Use the STAR method to structure a concise story where you defined a clear metric, analyzed data to surface underperforming business units, and drove an engineering solution that improved the metric. Emphasize your data-driven decision-making and the measurable impact of your actions.

Pro tip: Quantify the business impact (e.g., revenue increase, cost savings) and highlight how you collaborated with product or business teams to validate findings and implement changes.

1. Set the Context

Briefly describe the business situation, your role, and the goal of identifying underperforming units. Mention the metric(s) used to measure performance.

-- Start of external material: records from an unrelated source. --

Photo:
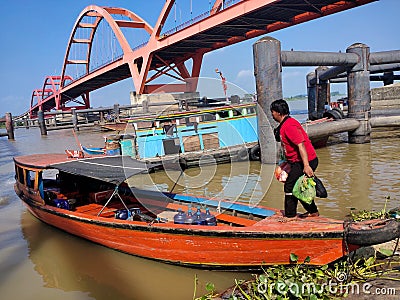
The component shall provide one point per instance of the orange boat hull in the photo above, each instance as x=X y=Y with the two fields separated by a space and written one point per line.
x=200 y=246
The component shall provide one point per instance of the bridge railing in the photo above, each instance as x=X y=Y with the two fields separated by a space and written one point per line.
x=197 y=18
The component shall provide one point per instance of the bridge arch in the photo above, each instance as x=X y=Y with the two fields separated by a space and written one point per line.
x=101 y=13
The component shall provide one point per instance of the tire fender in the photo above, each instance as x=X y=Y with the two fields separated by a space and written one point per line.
x=255 y=153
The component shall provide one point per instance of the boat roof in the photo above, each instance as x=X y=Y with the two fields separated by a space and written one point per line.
x=111 y=169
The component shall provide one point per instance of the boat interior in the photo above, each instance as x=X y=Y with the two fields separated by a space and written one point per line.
x=97 y=198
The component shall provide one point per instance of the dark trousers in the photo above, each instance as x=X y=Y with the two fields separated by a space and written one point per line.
x=296 y=170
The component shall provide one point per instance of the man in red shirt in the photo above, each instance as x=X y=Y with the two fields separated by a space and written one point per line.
x=299 y=153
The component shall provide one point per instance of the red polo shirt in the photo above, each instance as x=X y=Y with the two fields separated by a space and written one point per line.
x=293 y=134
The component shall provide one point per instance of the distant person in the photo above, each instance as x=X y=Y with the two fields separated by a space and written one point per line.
x=299 y=153
x=327 y=106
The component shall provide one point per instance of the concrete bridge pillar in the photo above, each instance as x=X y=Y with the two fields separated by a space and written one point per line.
x=311 y=96
x=9 y=126
x=268 y=74
x=358 y=91
x=74 y=119
x=42 y=124
x=323 y=92
x=116 y=112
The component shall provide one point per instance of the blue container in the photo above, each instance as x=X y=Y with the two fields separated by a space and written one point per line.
x=189 y=218
x=61 y=203
x=180 y=217
x=112 y=152
x=210 y=219
x=198 y=220
x=123 y=214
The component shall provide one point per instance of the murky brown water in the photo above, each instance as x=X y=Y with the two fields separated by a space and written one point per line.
x=41 y=262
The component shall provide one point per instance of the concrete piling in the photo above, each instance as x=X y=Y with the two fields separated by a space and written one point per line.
x=9 y=126
x=323 y=92
x=74 y=119
x=268 y=74
x=42 y=123
x=311 y=96
x=358 y=91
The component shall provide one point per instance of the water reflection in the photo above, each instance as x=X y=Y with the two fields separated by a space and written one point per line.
x=360 y=176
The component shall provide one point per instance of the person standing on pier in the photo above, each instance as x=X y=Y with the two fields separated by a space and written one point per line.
x=299 y=153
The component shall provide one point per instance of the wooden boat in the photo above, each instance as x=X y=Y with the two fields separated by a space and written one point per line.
x=90 y=198
x=229 y=132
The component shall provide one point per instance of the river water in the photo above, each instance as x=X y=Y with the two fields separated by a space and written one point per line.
x=41 y=262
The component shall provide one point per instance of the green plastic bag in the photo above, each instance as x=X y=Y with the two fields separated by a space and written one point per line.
x=304 y=189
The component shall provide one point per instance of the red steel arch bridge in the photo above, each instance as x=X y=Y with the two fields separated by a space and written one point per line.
x=176 y=53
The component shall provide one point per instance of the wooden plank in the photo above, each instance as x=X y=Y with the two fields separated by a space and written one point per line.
x=221 y=217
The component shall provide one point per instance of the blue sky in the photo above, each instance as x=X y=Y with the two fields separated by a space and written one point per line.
x=34 y=38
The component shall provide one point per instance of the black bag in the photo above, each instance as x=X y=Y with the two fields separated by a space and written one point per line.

2. Data Collection & Analysis

Explain how you gathered relevant data (e.g., from databases, logs, dashboards) and the analytical methods (e.g., segmentation, trend analysis) used to pinpoint underperforming units.

3. Identify Root Causes

Describe how you dug deeper to understand why those units were underperforming, using techniques like correlation analysis, cohort analysis, or user feedback.

4. Implement Solution

Detail the engineering or process changes you made to address the root causes, and how you collaborated with cross-functional teams to execute.

5. Measure Impact

Share the results: how the metric improved, the business impact (e.g., revenue, efficiency), and any lessons learned.

Key Points to Mention

  • Specific metrics used (e.g., conversion rate, latency, error rate)
  • Data analysis tools and techniques (e.g., SQL, Python, A/B testing)
  • Root cause analysis methodology (e.g., 5 Whys, Pareto analysis)
  • Cross-functional collaboration (e.g., with product managers, business analysts)
  • Quantifiable outcome (e.g., 20% increase in conversion, $100K cost savings)
  • Amazon Leadership Principles demonstrated (e.g., Dive Deep, Deliver Results)

AI-generated suggestions, not part of the candidate's original notes. May be inaccurate — verify before relying on them.